Download Example File

xtset panelvar timevar xtset symbol_code year

After running the command, an error will appear, as seen below image.

This error indicates that the dataset used includes duplicate values.

Reporting duplicate values.

First, it is a must to report the duplicate observation, and to do so below command will be run.

duplicates report

After running the above command, below table will appear:

The above results show that 30 observations have 1 copy while 4 observations have 2 copies.

To determine how many repeating observations of symbol_code exist within the dataset, the below command will be run.

duplicates report symbol_code

After running the above command, the below results will be obtained.

According to the above results, 22 observations appear twice and 12 observations that appear thrice.

The above command uses for the cross-section data. However, in the case of panel data using the same command is wrong as it is a must to add a year variable along with symbol_code too. Therefore, to overcome that the below command will be run.

duplicates report symbol_code year

After running the above command, the below results will be obtained.

After running the above command, the above results will be obtained. According to these results, 26 observations are unique but 8 observations in cross-section and time data that are duplicates.

Listing the duplicate observations

Now to determine which observations are duplicates, the below command will be run:

duplicates list symbol_code year

After running the above command, the below results will be obtained:

This table shows that 8 observations are repeating in the dataset.

Because the data is a panel, therefore, year variable has been used, too, along with symbol_code. However, in the case of cross-section data, the below command will be used:

duplicates list symbol_code

Dropping Duplicate Observations

We will run the below command to delete the duplicate observation.

duplicate drop

Running the above command, 2 observations will be deleted successfully that was duplicated. But still, the problem exists. The data include 4 duplicate observations, and only 2 observations are deleted. There are still 2 duplicate observations within the dataset; The reason is that cross-section and time series variables were not specified. So, the below command will be used to get rid of the duplicate value across the symbol_code and year.

duplicates drop symbol_code year, force

It is a must to provide the force option after the comma when specifying the variables within the command. Otherwise, it will give an error.

By running the above command, the rest of the 2 duplicate observations will also be deleted from the dataset.

Dropping Duplicates for a specific group

For instance, it is required to drop the duplicates of symbol_code 10248. In that case, the below command.

duplicates drop if symbol_code== 10248

First, we will write duplicate command then drop the command, and after that if the symbol_code will be specified as above.

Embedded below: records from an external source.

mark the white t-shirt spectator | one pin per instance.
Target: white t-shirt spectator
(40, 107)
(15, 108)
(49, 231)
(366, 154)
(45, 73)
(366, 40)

The data before running the command looked like shown below:

After running the command, the data will look like this. The duplicate observation of symbol_code was removed.

Tagging Duplicate Observations

Instead of dropping the duplicate, it is required to tag the duplicate observation. In that case, the tag command will be used after the duplicate command and then generate the new variable that will be named dup. Any name can be given in place of dup.

duplicates tag,generate(dup)

After running, this command the new variable will be generated named dup. This variable contains binary observation. 1 will represent the duplicate observation and 0 otherwise. However, the above command has an error, it does not specify duplicate observations across symbol_code and years. Therefore, to overcome that below command will be used.

duplicates tag symbol_code year, generate(dup2)

Now, it is required to remove the duplicate observation under a specific condition. For instance, instead of assigning 1 value to the duplicate observations and 0 otherwise, we want to assign 1 value to the duplicate value that occurred first and 2 to the second occurrence of the duplicate observation. To do that, the data will be sorted first using the below command.

sort symbol_code year leverage

Now, the new variable will be generated using the below command.

by symbol_code year:  gen dup5 = cond(_N==1,0,_n)

After running the above command, the new variable will be generated.

It can be noticed that 1 value is assigned to the first occurrence and 2 to the second occurrence. In this way, the duplicate value can be removed under that condition if dup5 ==1. It has known already that data is sorted the first occurrence is the lowest value of duplicate observation and the second occurrence is the highest value of duplicate observation.

The below path can also be used to report or list the duplicate observation:

Data > Data Utilities > Report and List Duplicate Observation

The duplicates can be removed below path:

Data > Data Utilities > Drop Duplicate Observation

Similarly, they can be tagged as well using the below path:

Data > Data Utilities > Tag Duplicate Observation